The husband and daughter of a recently deceased woman blame her doctors for causing her death, saying they misdiagnosed the woman’s neurological condition.
Earl Clagg and Evelyn Simmons filed a lawsuit May 16 in the St. Clair County Circuit Court against Dr. Dominic Imburgia, Consolidated Community Medical Centers and St. Anthony’s Memorial Hospital of the Hospital Sisters of the Third Order of St. Francis.
Clagg and Simmons claim their wife and mother, Cora Clagg, died Jan. 31, 2013, after doctors misdiagnosed her with Jakob-Creutzfeldt disease. The disease, which normally kills people within one year, may cause people to have failing memory, behavioral changes, a lack of coordination and visual disturbances.

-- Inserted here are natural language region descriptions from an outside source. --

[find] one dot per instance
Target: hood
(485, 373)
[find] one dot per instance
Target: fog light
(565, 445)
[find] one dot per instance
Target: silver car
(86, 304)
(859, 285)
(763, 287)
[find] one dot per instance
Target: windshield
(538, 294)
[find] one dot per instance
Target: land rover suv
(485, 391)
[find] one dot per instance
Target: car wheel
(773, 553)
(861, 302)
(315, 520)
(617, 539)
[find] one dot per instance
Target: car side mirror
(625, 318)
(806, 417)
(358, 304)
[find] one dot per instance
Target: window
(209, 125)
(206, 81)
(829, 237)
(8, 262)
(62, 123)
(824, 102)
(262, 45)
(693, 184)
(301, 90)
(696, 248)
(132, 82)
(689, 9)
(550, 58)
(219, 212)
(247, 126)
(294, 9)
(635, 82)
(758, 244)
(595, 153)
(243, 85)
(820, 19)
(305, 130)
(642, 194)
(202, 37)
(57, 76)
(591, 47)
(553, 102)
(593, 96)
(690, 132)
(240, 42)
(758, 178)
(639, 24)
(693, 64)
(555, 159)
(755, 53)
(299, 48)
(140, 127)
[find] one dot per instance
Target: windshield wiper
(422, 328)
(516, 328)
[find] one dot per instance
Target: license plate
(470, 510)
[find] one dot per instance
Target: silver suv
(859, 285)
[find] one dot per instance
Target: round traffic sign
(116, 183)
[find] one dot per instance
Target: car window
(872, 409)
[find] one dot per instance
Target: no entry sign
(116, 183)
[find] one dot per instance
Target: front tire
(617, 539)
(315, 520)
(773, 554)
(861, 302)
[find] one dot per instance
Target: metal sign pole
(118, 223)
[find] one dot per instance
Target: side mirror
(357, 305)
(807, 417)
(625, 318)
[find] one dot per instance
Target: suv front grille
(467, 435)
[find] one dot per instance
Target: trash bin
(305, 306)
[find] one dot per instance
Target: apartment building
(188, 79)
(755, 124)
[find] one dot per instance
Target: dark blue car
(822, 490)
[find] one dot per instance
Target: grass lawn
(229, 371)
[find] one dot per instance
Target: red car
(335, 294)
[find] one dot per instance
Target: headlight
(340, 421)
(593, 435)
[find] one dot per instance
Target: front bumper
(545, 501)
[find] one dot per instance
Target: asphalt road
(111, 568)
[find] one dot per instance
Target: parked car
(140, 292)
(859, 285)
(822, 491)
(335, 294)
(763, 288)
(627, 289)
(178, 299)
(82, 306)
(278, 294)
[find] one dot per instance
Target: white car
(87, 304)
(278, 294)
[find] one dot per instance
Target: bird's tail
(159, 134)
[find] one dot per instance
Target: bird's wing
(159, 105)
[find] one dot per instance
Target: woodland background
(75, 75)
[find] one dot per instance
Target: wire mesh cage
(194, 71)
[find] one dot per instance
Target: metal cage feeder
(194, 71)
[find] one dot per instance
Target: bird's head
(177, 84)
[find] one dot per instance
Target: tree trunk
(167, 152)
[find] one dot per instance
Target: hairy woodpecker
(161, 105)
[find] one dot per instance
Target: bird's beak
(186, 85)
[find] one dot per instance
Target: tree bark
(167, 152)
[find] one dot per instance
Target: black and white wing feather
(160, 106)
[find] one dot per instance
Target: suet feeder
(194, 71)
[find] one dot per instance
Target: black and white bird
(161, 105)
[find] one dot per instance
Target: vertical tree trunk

Earl Clagg and Simmons do not say what disease Cora Clagg suffered from, but do say that following her death, they were deprived of her love, companionship, society and support.
Earl Clagg and Simmons say Imburgia failed to diagnose and treat her neurological condition, misdiagnosed her with Jakob-Creutzfeldt disease, failed to obtain a neurology consult, failed to order a second MRI to evaluate for internal change and failed to obtain an EEG.
Earl Clagg and Simmons are seeking a judgment of more than $450,000, plus costs.
They are being represented by Samantha S. Unsell of Keefe and Keefe in Belleville.
St. Clair County Circuit Court case number 14-L-335.